Au moment de l’élaboration de la stratégie, le Luxembourg s’est engagé dans le cadre des contrats d’achat anticipés négociés par la Commission européenne avec les producteurs, pour 1,3 million de doses de vaccin avec lesquelles il sera possible de vacciner plus de 800 000 personnes, étant donné que certains de ces vaccins nécessitent l’administration de 2 doses. Outre BioNTech/Pfizer et Moderna, qui ont déjà reçu l’autorisation de l’EMA, les autres «candidats vaccins» sont notamment AstraZeneca, Sanofi GSK, Johnson&Johnson et CureVac.
«La situation se calme»
En marge de la mise en service du «vaccinodrome» à l’hôpital Kirchberg, le Dr Claude Schummer a fait le point sur la situation des hospitalisations liées au Covid-19 dans l’établissement hospitalier. «La situation est en train de se calmer, souligne le directeur général des Hôpitaux Robert-Schuman (HRS). Nous avons actuellement ici 21 patients Covid-19 normaux et 5 en soins intensifs. On avait peur avant Noël, mais finalement ça se passe bien.»
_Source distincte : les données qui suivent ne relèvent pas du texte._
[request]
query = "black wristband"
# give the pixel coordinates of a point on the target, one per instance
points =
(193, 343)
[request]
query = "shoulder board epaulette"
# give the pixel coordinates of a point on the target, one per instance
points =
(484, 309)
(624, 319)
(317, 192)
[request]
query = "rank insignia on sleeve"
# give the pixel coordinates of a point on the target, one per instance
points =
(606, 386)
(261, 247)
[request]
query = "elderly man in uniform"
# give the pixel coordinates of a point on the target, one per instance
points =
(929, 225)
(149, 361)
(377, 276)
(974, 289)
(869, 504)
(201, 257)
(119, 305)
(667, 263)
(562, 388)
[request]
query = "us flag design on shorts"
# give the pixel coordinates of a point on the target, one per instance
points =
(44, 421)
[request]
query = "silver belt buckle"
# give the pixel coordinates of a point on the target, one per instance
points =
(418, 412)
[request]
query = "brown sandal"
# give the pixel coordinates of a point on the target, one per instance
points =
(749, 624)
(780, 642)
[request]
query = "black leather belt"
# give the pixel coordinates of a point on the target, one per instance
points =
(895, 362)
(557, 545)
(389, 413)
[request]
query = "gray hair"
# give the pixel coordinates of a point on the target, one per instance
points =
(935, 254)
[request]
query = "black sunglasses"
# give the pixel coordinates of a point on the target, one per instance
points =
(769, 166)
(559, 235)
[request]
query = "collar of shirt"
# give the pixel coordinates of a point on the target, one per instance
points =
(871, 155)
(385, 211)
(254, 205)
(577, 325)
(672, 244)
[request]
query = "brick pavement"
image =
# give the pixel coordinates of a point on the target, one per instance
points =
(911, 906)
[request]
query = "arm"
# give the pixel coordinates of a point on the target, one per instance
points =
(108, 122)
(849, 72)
Néanmoins, le Dr Claude Schummer reste prudent : «Il y a eu le retour des élèves à l’école hier (NDLR : lundi). On va voir comment cela va se passer au cours des 15 prochains jours.»
Le directeur général des Hôpitaux Robert-Schuman conclut en annonçant qu’«après avoir déprogrammé certaines activités depuis octobre, nous commençons à les reprogrammer en ce moment. On va voir. La crise fait que nous pilotons toujours à vue pour le moment…».